Any time an old Fraud Prevention Unit article sees a spike in traffic, that means an old scam, usually of the emailed variety and often of the lottery scam variety, has resurfaced. Due to a recent jump in traffic, it seems the old British Telecoms Lottery scam is out there making the rounds again.

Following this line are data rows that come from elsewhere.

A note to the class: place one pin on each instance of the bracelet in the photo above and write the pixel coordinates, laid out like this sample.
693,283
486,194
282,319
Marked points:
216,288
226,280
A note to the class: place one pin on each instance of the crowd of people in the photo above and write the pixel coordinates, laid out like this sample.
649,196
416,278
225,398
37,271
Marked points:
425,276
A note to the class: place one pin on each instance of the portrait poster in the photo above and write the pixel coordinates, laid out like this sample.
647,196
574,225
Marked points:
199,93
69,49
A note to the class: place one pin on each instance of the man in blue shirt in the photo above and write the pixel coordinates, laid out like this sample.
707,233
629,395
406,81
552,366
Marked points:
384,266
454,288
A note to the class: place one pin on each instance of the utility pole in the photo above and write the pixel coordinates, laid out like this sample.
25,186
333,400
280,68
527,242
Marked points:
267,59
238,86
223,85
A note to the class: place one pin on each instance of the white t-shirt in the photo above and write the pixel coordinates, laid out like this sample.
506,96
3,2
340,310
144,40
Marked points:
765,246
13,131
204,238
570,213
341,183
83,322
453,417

I first wrote about this scam in early 2011. I’m not sure if the new version is the same or slightly altered, but here is the text of the one I got back then:
From: [redacted]@web.de
To: winners@btlottery.com
Sent: Monday, February 07, 2011 4:42 AM
Subject: Confirmed Today And Must Be Claimed Immediately
BRITISH TELECOMS PROMOTION DEPARTMENT.
The sum of $1 Million USD has been awarded to you by the BRITISH TELECOMS LOTTERY, Fill the form below for more details and E-MAIL: TO ([redacted]@gmail.com),
1. YOUR FULL NAME:
2. YOUR FULL ADDRESS:
3. YOUR MOBILE PHONE NUMBER:
4. YOUR AGE:
5. CURRENT OCCUPATION:
Yours Faithfully,
BRITISH TELECOMS PROMOTION DEPARTMENT.
There are so many things that don’t make sense here. If you had really won such a major award, why would you need to tell them your name? Why would a British company hand out such large amounts of money to random people who aren’t even British? Wouldn’t the prize be in GPB, not USD? Why would the message have been sent from a .de (Germany) domain? Why would the contact person be using a Gmail account rather than an official British Telecoms email address?
Regardless of the details, or whether the recent examples use this old text verbatim or if alterations have been made, the result would be the same: someone would ask you to wire a large amount of cash out of the country to cover “taxes” or “fees,” and then disappear. There really isn’t much that’s new when it comes to lottery scams.